Alastair MacBean Blackwood 
A complaint was made by the Council of the Law Society of Scotland against Alastair MacBean Blackwood, solicitor, Paisley. The Tribunal found the respondent guilty of professional misconduct in cumulo in respect that: (a) in the period prior to inspection by the Financial Compliance department, the respondent paid into his practice unit account and retained there monies constituting outlays received from SLAB, said outlays having been incurred on behalf of clients, where the practice unit did not maintain a client account or otherwise hold a surplus of client funds, thereby the respondent created a deficit of client funds, contrary to rule B6.3.1; (b) on 22 August 2014 the respondent transferred from his practice unit account the sum of £9,600 to a third party, which cumulative amount included client funds of £867.60, where the practice unit did not hold a surplus of client funds, thereby creating a deficit of client funds in breach of rule B6.3.1; (c) by transferring the said £9,600 from his firm’s account to a third party, the respondent failed to act in the best interests of the client to whom those funds of £867.60 belonged or on whose behalf they were to be applied insofar as he abdicated control of the client funds which had been entrusted to him; (d) the respondent failed to record or explain with sufficient clarity in the accounts of Crim Law the inter-relationship between Crim Law, Robertson & Ross and the commercial entity SMC or to identify the mechanism of services provided and payments made as between these three commercial entities such as would fulfil his duty to maintain at all times, properly written up, such accounting records as were necessary to show the true financial position of Crim Law and as a consequence acted in breach of rule B6.7; and (e) the respondent failed to use reasonable endeavours to acquire and maintain the skills necessary to discharge his responsibility as cashroom manager of the practice unit during the period of his appointment as said cashroom manager, thereby acting contrary to the terms of rule B6.13.2.
The Tribunal censured the respondent and directed in terms of s 53(5) of the Solicitors (Scotland) Act 1980 that any practising certificate held or to be issued to the respondent be subject to such restriction as will limit him as to acting as a qualified assistant to (and to being supervised by) such employer or successive employers as maybe approved by the Council of the Society or its Practising Certificate Subcommittee and that for an aggregate period of at least three years.
The respondent had failed to act properly with regard to clients’ money in three separate cases.
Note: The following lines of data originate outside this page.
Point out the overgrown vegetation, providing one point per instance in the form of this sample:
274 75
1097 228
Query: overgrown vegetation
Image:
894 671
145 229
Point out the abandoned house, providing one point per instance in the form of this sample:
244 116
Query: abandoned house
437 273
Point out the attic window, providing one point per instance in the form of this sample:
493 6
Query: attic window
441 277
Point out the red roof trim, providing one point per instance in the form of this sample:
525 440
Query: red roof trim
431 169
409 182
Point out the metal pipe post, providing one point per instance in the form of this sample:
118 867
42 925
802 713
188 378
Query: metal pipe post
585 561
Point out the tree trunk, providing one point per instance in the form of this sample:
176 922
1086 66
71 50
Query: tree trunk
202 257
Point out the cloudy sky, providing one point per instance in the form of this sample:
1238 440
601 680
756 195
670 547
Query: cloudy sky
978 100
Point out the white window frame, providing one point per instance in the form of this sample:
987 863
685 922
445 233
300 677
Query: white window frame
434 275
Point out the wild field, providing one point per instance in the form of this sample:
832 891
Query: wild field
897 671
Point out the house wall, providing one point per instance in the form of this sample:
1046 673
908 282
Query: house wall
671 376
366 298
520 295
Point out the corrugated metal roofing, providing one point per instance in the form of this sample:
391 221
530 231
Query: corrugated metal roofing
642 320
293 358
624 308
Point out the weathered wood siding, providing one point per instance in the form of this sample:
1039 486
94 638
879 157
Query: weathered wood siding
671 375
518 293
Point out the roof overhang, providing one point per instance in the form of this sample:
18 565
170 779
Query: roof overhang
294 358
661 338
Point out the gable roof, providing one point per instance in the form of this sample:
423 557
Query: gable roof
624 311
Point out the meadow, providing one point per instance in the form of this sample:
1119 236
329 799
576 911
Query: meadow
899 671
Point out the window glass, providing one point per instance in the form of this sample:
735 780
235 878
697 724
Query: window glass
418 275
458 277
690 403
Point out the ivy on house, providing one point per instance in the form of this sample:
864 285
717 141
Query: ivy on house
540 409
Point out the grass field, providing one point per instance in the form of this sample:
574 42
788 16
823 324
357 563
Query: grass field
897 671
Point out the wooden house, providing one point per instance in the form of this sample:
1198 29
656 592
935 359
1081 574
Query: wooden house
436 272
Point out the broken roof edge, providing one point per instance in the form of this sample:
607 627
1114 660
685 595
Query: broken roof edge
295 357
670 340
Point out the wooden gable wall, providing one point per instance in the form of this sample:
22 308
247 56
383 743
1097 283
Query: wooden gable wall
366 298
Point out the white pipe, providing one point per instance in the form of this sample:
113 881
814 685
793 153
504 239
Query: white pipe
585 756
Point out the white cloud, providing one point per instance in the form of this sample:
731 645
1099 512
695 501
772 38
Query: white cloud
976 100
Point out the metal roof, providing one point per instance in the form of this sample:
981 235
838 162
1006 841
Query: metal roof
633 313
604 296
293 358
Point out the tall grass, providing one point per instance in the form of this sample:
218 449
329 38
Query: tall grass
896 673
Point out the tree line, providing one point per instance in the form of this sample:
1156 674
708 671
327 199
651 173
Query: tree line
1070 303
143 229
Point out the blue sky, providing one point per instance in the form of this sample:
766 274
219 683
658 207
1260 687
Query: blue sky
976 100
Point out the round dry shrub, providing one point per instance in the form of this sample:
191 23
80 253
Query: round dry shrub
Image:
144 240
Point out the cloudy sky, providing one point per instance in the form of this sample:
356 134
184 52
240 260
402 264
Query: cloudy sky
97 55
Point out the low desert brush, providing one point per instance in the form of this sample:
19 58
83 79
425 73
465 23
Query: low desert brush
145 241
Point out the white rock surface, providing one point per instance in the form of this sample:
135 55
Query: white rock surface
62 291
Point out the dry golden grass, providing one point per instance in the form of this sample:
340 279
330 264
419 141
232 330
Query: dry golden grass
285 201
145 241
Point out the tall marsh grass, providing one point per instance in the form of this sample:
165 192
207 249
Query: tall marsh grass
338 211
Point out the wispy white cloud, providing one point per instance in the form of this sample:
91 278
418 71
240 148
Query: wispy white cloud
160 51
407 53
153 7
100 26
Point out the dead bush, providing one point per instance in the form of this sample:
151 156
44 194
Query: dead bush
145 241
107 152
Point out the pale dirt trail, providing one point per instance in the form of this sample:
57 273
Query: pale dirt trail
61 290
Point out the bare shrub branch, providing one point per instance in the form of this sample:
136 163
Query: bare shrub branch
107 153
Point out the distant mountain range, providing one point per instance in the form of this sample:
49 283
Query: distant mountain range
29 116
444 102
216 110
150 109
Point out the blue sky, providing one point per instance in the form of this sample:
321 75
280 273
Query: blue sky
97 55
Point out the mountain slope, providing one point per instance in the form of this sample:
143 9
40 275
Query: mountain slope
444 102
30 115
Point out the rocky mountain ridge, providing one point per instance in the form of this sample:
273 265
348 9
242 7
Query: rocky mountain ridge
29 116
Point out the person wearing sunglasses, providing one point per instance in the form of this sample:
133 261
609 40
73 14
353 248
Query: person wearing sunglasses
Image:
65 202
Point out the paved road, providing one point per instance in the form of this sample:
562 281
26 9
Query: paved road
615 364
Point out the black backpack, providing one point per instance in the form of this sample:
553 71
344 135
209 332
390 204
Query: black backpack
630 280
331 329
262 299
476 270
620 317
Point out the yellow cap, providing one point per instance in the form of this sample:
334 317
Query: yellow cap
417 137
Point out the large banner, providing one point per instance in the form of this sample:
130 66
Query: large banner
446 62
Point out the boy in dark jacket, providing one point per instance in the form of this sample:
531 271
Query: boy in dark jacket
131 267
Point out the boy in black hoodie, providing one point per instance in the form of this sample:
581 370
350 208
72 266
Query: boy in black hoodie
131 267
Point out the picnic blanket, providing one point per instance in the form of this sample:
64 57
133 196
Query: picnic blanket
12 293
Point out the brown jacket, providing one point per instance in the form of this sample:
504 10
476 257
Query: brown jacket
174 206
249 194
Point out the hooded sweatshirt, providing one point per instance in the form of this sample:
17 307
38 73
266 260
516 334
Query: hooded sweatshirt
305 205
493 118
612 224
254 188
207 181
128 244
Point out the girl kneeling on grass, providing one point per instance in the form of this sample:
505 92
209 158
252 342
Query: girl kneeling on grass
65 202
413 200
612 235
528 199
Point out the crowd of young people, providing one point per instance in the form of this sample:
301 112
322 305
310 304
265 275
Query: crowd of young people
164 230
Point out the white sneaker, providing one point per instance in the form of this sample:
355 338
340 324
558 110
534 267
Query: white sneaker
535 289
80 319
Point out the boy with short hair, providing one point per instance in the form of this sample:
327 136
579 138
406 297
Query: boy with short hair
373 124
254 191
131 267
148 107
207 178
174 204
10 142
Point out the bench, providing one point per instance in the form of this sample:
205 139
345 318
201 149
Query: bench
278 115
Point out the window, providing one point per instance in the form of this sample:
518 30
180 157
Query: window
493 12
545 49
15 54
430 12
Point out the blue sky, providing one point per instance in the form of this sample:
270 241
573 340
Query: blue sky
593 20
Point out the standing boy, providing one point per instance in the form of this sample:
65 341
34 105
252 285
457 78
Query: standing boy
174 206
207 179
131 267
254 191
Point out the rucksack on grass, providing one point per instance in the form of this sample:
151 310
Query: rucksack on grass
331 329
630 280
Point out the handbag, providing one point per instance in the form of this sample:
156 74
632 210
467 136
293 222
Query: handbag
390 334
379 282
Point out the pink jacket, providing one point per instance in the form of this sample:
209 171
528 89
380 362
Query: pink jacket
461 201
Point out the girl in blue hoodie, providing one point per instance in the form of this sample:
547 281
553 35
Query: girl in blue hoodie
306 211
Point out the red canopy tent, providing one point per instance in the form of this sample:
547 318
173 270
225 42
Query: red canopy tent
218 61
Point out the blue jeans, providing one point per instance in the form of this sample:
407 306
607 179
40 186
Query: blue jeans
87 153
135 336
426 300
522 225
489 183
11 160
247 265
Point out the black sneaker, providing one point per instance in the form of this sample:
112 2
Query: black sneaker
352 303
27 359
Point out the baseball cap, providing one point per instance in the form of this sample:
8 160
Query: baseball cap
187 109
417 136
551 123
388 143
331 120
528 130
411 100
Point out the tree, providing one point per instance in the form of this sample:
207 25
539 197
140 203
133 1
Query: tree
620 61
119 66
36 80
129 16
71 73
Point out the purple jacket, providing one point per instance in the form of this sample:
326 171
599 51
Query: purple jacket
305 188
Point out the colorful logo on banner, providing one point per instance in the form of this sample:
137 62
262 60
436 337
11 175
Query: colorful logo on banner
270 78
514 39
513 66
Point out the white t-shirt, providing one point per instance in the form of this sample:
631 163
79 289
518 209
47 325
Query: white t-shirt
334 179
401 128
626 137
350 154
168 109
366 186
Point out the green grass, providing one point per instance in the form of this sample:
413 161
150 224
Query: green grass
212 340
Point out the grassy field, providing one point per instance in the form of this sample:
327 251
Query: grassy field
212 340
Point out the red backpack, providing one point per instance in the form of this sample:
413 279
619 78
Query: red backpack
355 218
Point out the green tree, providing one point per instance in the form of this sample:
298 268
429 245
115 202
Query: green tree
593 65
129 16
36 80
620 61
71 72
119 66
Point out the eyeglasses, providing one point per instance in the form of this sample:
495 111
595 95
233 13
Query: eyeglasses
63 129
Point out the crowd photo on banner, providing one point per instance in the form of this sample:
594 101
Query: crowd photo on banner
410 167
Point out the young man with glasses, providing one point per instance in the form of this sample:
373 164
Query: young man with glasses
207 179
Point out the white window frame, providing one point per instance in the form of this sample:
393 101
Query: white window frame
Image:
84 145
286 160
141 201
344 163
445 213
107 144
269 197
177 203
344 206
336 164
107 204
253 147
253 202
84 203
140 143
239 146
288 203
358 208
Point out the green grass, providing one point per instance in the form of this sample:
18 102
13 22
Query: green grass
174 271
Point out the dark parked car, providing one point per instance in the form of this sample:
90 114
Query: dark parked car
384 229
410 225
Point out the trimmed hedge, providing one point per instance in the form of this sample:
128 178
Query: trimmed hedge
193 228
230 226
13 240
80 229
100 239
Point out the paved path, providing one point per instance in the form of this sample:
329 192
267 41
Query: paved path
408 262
Payments to third parties had been delayed for some months. Deficits had occurred. The Tribunal was concerned that client money had been transferred to a third party, even though this money had been returned to the firm shortly afterwards. It noted that the respondent had not explained with sufficient clarity in his accounts or to the complainers the interrelationship between Crim Law, Robertson & Ross and SMC. He was not able to identify the services provided and the payments made between these organisations. The respondent’s practices did not match the statements he made to the complainers in his accounts certificates. Due to these breaches, the respondent was unable to fulfil his duties in terms of the accounts rules. The Tribunal was satisfied that this pattern of behaviour constituted professional misconduct. It was of the view that a restriction would provide the necessary reassurance that the respondent was adequately supervised should he return to work, thus protecting the public. The three-year restriction would not include any time when the respondent was not working as a solicitor in terms of his restricted practising certificate.
Alison Hazel Margaret Greer
A complaint was made by the Council of the Law Society of Scotland against Alison Hazel Margaret Greer, solicitor, Kirkintilloch. The Tribunal found the respondent guilty of professional misconduct in respect of (a) her failure in her obligation to see that the firm, in which she was a partner with the added duties incumbent on her as designated cashroom partner, complied with the Accounts Rules, in her duty to supervise the firm’s office manager and cashier, in her duty to take steps to satisfy herself that fees being charged to executries were properly so charged and that fee notes were properly rendered, and to see that at all times the sums at credit of the client account exceeded the sums due to clients; and (b) her continued drawing of funds from the firm while it was being financed by the overcharges to clients. The Tribunal ordered that the name of the respondent be struck off the Roll of Solicitors in Scotland. 
The respondent had been the cashroom partner throughout the time period with which the Tribunal was concerned. It is essential that the public be able to have confidence in the profession; the role of the cashroom partner is one of the most important roles within a firm and has been designed to ensure that a firm complies with the accounts rules which are designed to protect the interests of the public. The Tribunal had before it a course of conduct that had continued over a period of three years. Not only had the respondent failed to supervise an employee in relation to the individual executry matters, which appeared to have been her area of responsibility within the firm, she also failed in her duties as cashroom partner to ensure that the firm complied with the accounts rules. The respondent had continued in her role as cashroom partner, and had failed to supervise her husband over a period of years where she had had previous notice of her husband’s dishonesty in hiding correspondence from her and where she was aware that the firm had had financial difficulties. Her complete dereliction of duty as cashroom partner had allowed a course of conduct to persist for three years and had led to a deficit of £126,828.64. The accounts rules are an essential protection of the public interest and the role of cashroom partner is a pivotal part of the protection provided. The Tribunal concluded that the only disposal available to it that would reflect the serious nature of the respondent’s conduct and that would address the issue of protection of the public was to strike the respondent’s name from the Roll of Solicitors in Scotland.